Shreve is the last guy in the bullpen and, all things considered, he’s a more than fine candidate for the job. He threw 45.1 innings with a 3.77 ERA (4.55 FIP) last season, striking out 29.3% of batters faced. Shreve has been equally effective against both righties and lefties in his career (.316 wOBA for both), and last season he went more than one inning 14 times. He threw two full innings (or more) eight times. What more do you want from the last guy in the bullpen?
There are two things that prevent Shreve from being a high-leverage piece. One, he walks too many batters. He had a 12.8% walk rate last year and for his career it’s an 11.5% walk rate. And two, Shreve is homer prone. Last season he posted a 1.6 HR/9 and his career rate is … 1.6 HR/9. Yankee Stadium and the juiced ball have not been kind to Shreve. Shreve was pretty great in the first half of the 2015 season. Since then, walks and dingers have held him back.
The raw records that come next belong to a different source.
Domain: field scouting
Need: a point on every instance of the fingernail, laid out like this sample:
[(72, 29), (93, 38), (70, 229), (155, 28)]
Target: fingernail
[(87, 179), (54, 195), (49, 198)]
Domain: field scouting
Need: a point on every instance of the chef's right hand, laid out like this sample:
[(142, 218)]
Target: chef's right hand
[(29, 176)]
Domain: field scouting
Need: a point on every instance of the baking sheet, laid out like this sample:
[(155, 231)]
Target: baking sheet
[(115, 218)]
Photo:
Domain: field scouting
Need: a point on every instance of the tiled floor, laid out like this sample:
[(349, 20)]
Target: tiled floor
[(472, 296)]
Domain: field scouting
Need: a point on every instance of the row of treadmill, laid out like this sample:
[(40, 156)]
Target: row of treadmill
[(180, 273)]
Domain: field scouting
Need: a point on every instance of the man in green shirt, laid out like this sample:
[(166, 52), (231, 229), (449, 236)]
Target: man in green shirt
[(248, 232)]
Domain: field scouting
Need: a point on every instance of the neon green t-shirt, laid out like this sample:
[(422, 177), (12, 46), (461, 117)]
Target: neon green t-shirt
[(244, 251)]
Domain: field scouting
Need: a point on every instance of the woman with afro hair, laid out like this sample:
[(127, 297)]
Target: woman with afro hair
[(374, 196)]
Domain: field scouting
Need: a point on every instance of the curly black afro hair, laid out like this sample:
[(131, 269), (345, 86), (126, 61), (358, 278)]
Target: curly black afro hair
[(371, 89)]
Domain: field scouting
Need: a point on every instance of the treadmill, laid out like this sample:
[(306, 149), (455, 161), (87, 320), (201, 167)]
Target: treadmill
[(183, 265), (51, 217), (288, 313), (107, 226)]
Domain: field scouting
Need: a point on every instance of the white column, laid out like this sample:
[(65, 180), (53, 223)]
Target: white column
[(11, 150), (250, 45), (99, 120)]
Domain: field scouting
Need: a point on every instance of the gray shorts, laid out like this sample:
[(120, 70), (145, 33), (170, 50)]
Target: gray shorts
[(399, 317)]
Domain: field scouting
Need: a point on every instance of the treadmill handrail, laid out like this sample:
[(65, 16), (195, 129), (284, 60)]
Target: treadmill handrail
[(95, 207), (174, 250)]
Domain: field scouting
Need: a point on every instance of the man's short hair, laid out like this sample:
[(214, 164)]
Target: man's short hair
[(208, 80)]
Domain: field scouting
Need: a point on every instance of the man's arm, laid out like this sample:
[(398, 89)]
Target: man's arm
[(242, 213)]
Similar to Warren and his slider, Shreve really ratcheted up his splitter usage last season. He’s always thrown a lot of splitters, that is his go-to pitch, but last year he threw more splitters than ever. Look:
I imagine that will continue this season. Shreve is at the point where he has to perform — and continue to perform, he won’t be able to ride a good start all season — to stay on the roster, because getting shuttled back to Scranton for a few weeks isn’t an option. He’s left-handed, he strikes guys out, he doesn’t have a platoon split, and he’s cheap. Shreve is prime waiver claim fodder, so the Yankees will probably try to keep him around as long as possible.
At the same time, the Yankees have several other bullpen candidates (Luis Cessa, Domingo German, Gio Gallegos, Ben Heller, Jonathan Holder, etc.) and they’re probably not going to get hesitate to give them a look if Shreve isn’t doing a capable job as the last guy in the bullpen. I don’t think Aaron Boone will use Shreve as a pure left-on-left matchup guy. I think he’d stick with the setup guys in any big spot. Shreve will be a mop-up guy, basically, but even then he’ll have to perform. This is a make or break year, at least as far as his time with the Yankees is concerned.